Urban last-mile logistics require a systematic approach to be decarbonised. System-wide models exist: the Urbane Project has set the goal to prepare the ground for PI-driven operations in urban logistics.

The rapid growth in e-commerce over the past two decades has created significant problems for cities as the growth in the delivery of goods purchased online (last-mile deliveries) has increased traffic congestion and vehicle emissions.  This rapid growth in last-mile delivery requirements has also had a negative impact on logistics companies as the cost for rapid delivery of parcels has increased to over 50% of the total logistics costs for these items.  To achieve zero emissions objectives and to reduce the negative social impacts of last-mile deliveries, cities have begun to experiment with emission-free commercial zones, urban consolidation centres, micro-consolidation centres, electric vehicle and bicycle delivery services, crowdsourced deliveries, and numerous other approaches that promise social and environmental benefits.  Many of these experiments have shown positive results “in the laboratory” but their impact at scale in the “real world” of city-wide operations remains, for the time being, something of a question mark.  
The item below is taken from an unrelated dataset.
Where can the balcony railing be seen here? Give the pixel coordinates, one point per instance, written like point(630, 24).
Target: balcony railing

Ensuring that city-wide benefits result from implementing any of these innovative concepts requires a systems approach to delivering goods within the city’s boundaries.  This is required to ensure that parcel delivery operations are optimised not simply for single carriers, but for the city as a whole.  System-wide organisation and management of logistics operations reduces empty kilometre movement of delivery vehicles thus minimising congestion and emissions.  It also lowers costs as economies of scale, benefiting both consumer and logistics service providers. Unfortunately, few models exist for cities to implement system-wide improvements in logistics operations that are self-regulating.  
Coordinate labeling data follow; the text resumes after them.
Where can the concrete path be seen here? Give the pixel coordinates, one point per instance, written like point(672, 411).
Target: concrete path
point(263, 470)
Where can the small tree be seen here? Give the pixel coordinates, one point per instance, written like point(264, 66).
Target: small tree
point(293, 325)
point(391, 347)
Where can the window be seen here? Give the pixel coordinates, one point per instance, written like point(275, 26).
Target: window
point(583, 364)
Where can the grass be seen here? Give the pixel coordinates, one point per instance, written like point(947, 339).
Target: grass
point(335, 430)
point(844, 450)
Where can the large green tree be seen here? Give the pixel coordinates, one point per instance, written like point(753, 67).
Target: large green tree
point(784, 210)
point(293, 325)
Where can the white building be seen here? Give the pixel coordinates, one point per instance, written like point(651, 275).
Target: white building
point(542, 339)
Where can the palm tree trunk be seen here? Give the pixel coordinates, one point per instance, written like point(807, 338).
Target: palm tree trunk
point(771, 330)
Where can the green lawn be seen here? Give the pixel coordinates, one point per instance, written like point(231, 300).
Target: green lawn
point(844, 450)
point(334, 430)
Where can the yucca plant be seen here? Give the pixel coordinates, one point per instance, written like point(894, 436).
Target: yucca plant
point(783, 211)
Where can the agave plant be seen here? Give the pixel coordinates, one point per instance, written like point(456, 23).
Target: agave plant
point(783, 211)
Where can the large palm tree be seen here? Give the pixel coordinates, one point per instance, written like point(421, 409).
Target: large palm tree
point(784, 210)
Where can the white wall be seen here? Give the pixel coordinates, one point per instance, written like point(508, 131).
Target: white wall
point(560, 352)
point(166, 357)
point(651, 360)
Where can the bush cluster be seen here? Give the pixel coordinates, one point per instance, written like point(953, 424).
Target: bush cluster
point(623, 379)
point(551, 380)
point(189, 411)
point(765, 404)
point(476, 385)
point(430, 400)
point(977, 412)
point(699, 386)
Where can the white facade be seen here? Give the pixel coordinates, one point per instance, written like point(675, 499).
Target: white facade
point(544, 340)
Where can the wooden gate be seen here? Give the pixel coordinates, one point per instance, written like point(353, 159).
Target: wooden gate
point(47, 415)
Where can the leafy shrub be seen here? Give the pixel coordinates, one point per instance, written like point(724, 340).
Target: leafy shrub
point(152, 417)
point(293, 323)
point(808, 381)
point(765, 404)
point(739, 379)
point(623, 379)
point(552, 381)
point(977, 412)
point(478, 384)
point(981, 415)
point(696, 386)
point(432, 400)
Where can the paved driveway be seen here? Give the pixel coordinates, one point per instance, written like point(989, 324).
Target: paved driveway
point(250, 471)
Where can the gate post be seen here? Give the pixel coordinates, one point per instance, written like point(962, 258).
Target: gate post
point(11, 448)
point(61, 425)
One model that has emerged that enables system-wide self-regulation uses an analogy of parcel shipments as being very similar to the movement of data packets over the Internet.  This model, called the Physical Internet model, imposes relatively few constraints on how service providers operate their delivery networks.  It does, however, require each service provider to interact with every other service provider through the implementation of certain standardised inter-networking protocols.  It also requires service providers to share resources so that network operations run as efficiently and effectively as possible.  Since the Physical Internet model, like its digital counterpart, is simply a platform based on a certain set of agreed-upon rules, it does not discourage innovative approaches to performing the delivery services themselves.  It simply provides a set of standard rules that, when adopted, allow service providers and city administrators to easily consolidate system-wide parcel flows and optimise the last-mile delivery process.  
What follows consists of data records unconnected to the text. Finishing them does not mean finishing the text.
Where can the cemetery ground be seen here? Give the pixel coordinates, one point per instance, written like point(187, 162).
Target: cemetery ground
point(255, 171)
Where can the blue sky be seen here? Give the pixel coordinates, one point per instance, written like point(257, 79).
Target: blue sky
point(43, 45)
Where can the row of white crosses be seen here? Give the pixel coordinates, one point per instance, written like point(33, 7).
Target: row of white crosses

The PI-inspired model is at the core of the URBANE project’s methodology. The project recently published a deliverable on the potentials of PI-inspired models in last mile logistics, available here. URBANE is a Horizon Europe-funded project composed of 39 partners, is focused on developing the Physical Internet concept through a three-phase approach. In the first phase, four living labs (Helsinki, Thessaloniki, Bologna, and Valladolid) will build innovative last-mile services on top of component elements of the concept. In the second phase, two “twining” living labs (Karlsruhe and Barcelona) will advance the findings from the first phase and build additional services on improvements in the concept. The third phase of the project is composed of six feasibility studies in follower cities (Aarhus, Antwerp, La Rochelle, Mechelen, and Prague) that will demonstrate the general applicability of the service models developed in the first two phases. The objective of the project is to demonstrate how innovative technologies, implemented using evolving Physical Internet concepts, can achieve up to 20% reductions in greenhouse gas emissions from last-mile deliveries. It is hoped that the demonstrations made in the first two phases of the project, along with the feasibility studies, will encourage other European, and international, cities to adopt the approaches developed in the URBANE project for improving the environmental and operational aspects of last mile delivery.